Umbilical venous catheter (UVC) insertion is a commonly performed procedure in neonatal intensive care units (NICUs). The placement of the catheter through the umbilical vein is chosen because of the quick and easy access, especially in extremely preterm neonates where peripheral veins are thin and fragile with overlying immature skin. The complications associated with UVC insertion are primarily due to its malposition. Often, the umbilical vein is directly visualized, and the catheter is blindly inserted till a predecided length based on the measurement of body dimensions like birth weight or shoulder umbilical length [1‒3]. An observational study was conducted to evaluate the accuracy of 5 different formulae for UVC insertion, and the predicted success rate varied between 44.9% and 55.7%. Also, approximately 50% of UVCs required manipulation to achieve the desired positions [1].

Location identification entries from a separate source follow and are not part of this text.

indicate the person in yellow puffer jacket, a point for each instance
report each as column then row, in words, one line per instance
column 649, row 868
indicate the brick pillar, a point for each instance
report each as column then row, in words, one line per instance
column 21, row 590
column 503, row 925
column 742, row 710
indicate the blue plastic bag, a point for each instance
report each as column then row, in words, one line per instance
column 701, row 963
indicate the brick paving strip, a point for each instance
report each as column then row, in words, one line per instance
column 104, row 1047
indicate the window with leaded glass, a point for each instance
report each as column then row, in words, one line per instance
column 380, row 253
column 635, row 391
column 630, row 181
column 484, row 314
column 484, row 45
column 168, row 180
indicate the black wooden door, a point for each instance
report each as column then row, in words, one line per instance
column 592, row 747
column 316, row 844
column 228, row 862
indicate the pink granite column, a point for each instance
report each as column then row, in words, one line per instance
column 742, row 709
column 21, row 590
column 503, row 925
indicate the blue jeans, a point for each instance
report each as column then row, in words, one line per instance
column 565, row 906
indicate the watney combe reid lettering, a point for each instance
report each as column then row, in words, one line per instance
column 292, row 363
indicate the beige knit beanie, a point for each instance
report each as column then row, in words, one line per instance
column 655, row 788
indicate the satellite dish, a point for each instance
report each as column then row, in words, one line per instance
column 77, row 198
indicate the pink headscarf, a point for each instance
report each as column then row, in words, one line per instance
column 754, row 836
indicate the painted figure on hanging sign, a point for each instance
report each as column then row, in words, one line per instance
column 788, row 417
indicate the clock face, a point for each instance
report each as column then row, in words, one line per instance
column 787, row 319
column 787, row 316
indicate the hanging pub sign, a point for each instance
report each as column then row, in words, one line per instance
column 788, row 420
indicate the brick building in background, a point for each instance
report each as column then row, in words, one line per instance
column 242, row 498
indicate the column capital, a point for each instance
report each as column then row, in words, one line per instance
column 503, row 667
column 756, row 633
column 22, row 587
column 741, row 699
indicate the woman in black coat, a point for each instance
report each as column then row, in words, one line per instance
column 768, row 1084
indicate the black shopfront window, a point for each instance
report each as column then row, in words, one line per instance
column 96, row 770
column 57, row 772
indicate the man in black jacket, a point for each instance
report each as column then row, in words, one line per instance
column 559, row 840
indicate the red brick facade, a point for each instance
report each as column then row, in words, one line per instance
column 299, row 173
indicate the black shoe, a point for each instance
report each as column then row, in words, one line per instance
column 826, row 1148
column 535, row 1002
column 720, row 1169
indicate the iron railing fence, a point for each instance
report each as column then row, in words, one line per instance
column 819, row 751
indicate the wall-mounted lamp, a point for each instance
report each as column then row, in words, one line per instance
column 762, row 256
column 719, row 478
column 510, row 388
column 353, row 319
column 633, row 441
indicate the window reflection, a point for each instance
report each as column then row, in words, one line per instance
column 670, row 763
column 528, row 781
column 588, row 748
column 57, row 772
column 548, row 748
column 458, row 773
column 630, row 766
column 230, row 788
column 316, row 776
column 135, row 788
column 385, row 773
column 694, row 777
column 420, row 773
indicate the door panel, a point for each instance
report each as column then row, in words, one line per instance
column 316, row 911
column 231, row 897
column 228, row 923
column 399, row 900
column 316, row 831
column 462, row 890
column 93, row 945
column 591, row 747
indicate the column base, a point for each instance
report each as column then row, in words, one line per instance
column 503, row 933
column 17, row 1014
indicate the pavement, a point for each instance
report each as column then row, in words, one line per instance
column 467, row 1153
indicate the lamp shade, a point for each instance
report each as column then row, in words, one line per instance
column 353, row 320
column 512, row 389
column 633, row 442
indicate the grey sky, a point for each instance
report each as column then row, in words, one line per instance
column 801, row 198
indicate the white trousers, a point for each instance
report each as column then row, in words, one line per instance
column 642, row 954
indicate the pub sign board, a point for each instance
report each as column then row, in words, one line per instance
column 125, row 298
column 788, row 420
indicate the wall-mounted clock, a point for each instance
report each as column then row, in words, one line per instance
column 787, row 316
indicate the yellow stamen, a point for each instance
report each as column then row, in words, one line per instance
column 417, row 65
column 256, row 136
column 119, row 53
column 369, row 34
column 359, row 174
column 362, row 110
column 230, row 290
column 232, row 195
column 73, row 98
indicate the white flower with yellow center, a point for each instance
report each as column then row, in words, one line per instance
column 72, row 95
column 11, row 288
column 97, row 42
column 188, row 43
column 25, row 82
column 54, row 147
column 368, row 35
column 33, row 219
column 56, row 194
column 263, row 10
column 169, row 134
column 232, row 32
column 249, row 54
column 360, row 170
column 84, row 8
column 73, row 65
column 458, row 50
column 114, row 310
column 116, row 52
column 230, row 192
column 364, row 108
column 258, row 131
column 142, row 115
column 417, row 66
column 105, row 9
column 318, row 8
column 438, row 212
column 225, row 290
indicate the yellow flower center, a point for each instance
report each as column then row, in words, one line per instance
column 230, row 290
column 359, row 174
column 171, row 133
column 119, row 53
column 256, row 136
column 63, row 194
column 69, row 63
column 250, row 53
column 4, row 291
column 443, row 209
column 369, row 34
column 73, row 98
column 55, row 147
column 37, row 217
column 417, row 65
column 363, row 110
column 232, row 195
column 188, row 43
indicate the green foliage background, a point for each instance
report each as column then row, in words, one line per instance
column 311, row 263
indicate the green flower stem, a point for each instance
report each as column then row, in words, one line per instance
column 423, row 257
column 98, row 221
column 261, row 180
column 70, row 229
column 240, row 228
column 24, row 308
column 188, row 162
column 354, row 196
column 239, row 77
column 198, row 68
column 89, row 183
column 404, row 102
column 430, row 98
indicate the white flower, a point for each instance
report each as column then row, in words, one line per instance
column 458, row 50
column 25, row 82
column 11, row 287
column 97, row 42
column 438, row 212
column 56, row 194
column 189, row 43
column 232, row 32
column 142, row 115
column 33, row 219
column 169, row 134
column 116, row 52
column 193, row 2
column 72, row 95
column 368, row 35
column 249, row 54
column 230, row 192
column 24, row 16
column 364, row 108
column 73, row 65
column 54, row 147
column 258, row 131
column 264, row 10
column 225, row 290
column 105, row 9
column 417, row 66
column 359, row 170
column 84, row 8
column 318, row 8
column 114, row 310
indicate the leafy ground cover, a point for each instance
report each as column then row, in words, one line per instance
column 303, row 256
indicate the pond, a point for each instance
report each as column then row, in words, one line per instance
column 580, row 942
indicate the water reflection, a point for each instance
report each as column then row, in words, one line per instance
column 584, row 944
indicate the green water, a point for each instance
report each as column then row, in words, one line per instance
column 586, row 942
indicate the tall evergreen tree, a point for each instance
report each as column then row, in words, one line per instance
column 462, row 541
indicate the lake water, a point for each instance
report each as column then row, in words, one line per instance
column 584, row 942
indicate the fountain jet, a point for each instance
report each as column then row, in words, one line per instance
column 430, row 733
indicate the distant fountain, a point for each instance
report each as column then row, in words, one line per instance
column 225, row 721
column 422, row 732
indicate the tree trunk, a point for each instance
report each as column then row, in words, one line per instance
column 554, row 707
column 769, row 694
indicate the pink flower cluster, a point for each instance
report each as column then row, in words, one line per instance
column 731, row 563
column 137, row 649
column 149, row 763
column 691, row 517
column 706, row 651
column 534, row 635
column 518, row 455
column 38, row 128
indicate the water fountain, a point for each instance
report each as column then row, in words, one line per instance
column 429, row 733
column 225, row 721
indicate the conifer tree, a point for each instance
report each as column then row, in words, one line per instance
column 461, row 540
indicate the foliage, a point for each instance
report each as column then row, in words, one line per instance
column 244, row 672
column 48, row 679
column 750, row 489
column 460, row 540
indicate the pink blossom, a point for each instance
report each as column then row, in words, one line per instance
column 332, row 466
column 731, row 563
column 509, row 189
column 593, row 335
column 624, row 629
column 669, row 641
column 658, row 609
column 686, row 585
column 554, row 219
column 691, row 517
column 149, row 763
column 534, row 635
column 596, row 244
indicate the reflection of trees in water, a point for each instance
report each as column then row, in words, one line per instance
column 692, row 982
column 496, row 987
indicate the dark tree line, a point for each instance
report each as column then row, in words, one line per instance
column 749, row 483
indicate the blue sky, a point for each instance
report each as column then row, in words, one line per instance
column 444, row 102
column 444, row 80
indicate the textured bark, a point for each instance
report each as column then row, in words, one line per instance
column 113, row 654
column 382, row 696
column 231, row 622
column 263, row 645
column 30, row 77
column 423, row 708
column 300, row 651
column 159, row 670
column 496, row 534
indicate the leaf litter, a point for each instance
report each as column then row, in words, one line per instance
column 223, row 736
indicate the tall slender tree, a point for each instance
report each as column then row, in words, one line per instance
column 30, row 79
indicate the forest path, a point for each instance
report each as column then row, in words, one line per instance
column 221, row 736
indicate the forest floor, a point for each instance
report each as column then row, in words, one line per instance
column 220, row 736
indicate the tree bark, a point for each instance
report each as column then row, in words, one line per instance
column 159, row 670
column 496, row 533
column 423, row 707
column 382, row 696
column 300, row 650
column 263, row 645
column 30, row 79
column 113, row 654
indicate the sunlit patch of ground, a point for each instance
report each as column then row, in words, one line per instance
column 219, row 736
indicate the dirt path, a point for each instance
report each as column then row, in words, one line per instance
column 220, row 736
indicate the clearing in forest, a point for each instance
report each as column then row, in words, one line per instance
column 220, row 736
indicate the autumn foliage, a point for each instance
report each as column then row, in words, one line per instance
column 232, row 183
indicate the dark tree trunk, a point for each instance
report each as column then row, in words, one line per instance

Confirmation of the UVC tip position is important as malposition can cause pleural effusion, liver haematoma, and intra-atrial positioning can cause arrhythmia, pericardial effusion, and cardiac tamponade. Traditionally, confirmation of the UVC tip position is done by X-ray. However, X-rays are time-consuming and are associated with radiation exposure. Also, anteroposterior (AP) radiographs were found to be less reliable than lateral radiographs for confirming the same [4]. Apart from radiography, ultrasonography (USG), electrocardiogram, and echocardiography have been used to identify the correct position of UVC at the cavoatrial junction [5‒7]. Ultrasound is readily available in most intensive care units. It avoids radiation exposure and offers direct visualization of the catheter and the vessels both during insertion and after final positioning. It has been seen that the use of USG to guide UVC insertion can avoid its entry into the portal circulation [8]. When USG was compared with chest radiography to confirm the position of the central venous catheter tip in paediatric patients, the agreement between the two was 94% [9].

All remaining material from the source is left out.